On PBS, some complaints that Obama doesn’t make an “emotional connection” with viewers. On NBC, he is praised for “being cool, showing grace under pressure”.  This is why you can’t judge much by pundits.

Ok, some first impressions.  Notice not a single reference to Ayers, Wright or any personal attacks.  Both candidates stay on policy issues, with some tangential attacks on experience. But no personal character assassination.

SEcond, the McCain mortgage plan buyout is a huge policy initiative – it has to be incredibly costly – but no one seems to be paying attention.  Will the media pick up on this tomorrow?

(CBS is showing their “knowledge poll” of “uncommitted” voters which we know from previous experience is in fact not a panel of uncommitted voters, but of voters who say they may change their mind.)

Third, the impact of the “town hall” format was minimal- it wasn’t as freewheeling as some had hoped.
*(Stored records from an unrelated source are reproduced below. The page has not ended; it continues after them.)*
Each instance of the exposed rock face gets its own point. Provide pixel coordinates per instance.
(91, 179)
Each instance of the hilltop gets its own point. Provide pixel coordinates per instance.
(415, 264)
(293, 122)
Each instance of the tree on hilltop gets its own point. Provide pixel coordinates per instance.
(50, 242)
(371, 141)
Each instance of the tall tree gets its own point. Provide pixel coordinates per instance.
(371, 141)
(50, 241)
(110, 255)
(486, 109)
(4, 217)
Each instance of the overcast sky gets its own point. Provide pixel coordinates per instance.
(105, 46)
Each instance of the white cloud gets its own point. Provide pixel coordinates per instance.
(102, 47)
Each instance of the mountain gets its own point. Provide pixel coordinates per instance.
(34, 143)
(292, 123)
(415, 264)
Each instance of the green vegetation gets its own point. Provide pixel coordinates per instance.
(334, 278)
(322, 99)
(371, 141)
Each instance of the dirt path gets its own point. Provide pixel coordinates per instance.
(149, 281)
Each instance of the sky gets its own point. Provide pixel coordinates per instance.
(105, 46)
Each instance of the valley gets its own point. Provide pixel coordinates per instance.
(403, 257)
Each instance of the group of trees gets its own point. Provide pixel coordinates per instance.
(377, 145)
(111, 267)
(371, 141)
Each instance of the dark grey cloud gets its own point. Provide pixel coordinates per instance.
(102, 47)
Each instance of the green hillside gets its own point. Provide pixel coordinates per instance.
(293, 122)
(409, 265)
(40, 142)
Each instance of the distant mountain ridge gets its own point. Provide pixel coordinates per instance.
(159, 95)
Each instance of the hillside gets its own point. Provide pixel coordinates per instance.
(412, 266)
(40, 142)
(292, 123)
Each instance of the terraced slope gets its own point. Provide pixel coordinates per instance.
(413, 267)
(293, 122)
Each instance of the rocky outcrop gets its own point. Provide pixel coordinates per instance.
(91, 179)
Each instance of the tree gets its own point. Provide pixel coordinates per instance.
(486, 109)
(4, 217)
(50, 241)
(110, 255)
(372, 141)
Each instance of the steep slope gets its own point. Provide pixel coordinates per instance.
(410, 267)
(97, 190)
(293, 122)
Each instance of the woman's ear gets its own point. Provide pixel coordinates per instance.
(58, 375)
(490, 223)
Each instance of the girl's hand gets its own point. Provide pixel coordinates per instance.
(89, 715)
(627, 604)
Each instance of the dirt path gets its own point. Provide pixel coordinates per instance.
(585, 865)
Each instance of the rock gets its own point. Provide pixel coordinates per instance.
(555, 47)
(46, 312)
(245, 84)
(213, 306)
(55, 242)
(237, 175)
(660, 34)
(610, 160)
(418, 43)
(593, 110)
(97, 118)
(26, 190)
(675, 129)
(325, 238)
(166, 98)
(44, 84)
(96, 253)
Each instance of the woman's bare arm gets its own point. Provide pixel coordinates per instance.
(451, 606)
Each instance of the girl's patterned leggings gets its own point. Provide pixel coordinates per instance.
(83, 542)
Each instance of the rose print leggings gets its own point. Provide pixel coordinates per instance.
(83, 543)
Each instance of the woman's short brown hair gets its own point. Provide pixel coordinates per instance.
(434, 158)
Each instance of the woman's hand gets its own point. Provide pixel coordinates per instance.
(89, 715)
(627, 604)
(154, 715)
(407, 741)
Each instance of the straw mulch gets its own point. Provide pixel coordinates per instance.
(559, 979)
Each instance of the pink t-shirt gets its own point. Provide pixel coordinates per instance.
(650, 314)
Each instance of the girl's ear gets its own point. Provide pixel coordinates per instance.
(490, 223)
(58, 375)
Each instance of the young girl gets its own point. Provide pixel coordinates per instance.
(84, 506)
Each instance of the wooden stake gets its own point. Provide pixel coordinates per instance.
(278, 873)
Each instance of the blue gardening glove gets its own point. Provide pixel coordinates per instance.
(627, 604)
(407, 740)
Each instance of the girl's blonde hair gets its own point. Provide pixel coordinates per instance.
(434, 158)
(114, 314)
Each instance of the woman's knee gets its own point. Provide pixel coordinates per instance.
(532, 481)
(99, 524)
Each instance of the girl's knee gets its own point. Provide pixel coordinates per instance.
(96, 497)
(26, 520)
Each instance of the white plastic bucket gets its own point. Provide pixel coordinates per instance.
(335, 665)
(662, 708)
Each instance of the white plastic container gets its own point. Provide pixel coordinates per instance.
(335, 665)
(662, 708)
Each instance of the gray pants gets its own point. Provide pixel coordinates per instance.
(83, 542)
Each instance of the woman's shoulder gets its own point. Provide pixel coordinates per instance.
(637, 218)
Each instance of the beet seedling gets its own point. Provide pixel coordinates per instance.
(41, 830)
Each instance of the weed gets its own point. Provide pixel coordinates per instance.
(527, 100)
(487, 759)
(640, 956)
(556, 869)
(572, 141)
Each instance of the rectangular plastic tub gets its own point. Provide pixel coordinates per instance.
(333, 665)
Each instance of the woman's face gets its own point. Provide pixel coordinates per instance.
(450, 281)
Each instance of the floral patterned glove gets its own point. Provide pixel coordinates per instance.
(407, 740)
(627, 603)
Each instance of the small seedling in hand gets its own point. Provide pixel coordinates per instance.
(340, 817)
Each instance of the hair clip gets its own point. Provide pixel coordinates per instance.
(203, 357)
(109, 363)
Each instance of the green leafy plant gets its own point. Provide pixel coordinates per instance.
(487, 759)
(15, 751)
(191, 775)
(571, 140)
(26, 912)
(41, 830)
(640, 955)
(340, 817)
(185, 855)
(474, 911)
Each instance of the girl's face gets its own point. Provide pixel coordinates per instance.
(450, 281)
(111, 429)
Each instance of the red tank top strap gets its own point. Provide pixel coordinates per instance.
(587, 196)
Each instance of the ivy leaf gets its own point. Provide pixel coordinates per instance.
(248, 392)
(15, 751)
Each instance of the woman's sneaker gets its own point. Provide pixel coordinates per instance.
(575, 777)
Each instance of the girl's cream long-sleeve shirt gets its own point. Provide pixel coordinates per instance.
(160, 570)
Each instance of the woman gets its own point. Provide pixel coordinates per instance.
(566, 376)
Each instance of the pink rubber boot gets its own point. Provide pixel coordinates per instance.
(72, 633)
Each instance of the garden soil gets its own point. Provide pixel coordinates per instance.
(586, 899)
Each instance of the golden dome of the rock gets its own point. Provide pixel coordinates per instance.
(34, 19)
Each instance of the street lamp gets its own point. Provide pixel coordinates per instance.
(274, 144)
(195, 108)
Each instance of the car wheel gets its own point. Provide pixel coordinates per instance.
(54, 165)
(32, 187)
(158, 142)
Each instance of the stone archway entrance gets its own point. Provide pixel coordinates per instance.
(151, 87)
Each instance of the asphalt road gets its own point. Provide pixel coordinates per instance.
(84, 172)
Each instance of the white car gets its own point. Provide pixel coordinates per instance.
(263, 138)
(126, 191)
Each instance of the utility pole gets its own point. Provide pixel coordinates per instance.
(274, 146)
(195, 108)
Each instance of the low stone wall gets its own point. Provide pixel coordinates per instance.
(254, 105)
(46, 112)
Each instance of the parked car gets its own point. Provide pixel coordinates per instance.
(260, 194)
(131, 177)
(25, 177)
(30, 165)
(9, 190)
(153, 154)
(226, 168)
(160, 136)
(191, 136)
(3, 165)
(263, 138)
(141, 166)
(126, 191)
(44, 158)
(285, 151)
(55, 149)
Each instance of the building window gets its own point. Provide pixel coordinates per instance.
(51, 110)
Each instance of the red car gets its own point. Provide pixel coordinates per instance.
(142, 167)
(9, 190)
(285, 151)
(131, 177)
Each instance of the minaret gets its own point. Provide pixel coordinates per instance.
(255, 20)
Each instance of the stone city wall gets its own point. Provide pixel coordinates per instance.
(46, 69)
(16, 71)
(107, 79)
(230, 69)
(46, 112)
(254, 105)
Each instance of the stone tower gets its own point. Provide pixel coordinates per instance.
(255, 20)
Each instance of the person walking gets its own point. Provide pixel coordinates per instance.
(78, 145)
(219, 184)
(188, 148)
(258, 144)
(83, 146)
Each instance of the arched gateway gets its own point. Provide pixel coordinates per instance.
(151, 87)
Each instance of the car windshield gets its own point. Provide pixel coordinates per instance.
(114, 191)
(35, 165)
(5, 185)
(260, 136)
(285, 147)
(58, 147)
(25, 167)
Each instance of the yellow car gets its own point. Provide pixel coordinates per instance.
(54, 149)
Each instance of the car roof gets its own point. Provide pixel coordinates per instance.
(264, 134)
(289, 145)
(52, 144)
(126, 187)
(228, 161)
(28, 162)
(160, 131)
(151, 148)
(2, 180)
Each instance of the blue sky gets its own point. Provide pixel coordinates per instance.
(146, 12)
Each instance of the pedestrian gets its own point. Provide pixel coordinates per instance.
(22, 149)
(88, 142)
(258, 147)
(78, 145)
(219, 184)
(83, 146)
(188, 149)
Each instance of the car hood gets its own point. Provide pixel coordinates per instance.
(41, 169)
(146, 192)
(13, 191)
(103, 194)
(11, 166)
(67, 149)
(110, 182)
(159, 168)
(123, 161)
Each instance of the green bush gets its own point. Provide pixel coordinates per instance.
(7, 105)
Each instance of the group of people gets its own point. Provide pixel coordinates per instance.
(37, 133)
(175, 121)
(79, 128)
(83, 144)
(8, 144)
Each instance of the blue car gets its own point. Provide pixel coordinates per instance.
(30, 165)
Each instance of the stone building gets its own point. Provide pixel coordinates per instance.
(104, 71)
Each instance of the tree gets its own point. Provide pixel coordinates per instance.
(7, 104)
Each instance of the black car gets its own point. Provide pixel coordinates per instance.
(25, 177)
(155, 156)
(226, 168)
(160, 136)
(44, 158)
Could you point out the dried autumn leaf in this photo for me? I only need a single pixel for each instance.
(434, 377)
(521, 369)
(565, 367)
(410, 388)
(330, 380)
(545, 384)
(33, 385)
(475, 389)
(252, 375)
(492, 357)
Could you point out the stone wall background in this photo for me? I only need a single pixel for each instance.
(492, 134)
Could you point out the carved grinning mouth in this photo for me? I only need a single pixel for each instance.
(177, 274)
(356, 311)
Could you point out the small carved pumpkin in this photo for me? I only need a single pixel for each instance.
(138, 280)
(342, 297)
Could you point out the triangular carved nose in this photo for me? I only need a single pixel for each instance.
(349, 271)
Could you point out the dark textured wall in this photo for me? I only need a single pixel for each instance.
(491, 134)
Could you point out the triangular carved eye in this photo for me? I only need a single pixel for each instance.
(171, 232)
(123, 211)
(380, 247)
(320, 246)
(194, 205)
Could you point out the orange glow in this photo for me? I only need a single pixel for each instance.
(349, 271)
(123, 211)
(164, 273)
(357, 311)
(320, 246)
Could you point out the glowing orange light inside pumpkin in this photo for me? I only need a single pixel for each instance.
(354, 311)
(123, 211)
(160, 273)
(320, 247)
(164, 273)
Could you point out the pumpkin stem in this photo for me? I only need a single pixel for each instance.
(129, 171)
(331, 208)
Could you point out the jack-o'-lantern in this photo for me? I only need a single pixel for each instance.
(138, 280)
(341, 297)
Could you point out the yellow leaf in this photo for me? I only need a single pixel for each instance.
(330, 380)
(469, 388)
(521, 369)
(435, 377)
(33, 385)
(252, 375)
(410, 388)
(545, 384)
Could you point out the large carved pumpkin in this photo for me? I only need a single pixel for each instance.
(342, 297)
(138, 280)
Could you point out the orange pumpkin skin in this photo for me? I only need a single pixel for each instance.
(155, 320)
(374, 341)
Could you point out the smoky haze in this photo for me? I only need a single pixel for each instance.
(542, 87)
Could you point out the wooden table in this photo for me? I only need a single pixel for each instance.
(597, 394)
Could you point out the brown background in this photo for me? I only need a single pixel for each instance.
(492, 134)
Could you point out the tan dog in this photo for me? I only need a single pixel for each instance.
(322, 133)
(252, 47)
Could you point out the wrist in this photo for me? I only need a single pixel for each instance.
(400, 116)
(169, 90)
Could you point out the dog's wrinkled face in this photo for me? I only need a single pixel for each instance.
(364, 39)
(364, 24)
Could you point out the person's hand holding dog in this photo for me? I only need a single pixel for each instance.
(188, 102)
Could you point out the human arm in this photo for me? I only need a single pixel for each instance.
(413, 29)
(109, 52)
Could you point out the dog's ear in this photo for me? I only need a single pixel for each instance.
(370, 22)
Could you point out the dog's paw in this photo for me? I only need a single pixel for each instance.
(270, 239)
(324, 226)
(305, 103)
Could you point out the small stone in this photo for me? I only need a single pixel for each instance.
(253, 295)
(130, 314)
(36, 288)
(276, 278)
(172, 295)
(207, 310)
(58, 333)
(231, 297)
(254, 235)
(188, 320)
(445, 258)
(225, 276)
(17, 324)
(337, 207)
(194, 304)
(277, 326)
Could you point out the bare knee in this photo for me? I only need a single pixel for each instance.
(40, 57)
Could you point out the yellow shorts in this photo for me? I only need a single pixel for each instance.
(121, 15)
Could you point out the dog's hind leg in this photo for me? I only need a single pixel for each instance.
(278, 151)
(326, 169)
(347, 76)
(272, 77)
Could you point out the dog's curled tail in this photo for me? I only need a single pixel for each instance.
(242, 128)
Fourth – we really miss Sarah Palin.  Wouldn’t you have rather seen her debate Obama?  I thought so…

Fifth – I’m guessing the audience for this debate was down significantly from the VP debate. Again, this helps Obama, doesn’t help McCain.  McCain’s really facing an uphill battle to overcome the continuing bad economic news – his best bet is to convince voters that he can address these issues. I just don’t think the media is very receptive to his mortgage housing plan.

Ok, I’m signing off. Remember my warnings: cast a critical eye on the post-debat analysis by pundits, focus groups and instant polls. Check the fine print before accepting the conclusions. It’s ok for the media to tell you who “won”, but if you are a faithful reader of this blog, you should be in a good position to scrutinize their claims.  Just because it leads the NYTimes or Washington Post doesn’t make it accurate.

Tomorrow I’ll try to get you up-to-date on the situation in the Electoral College.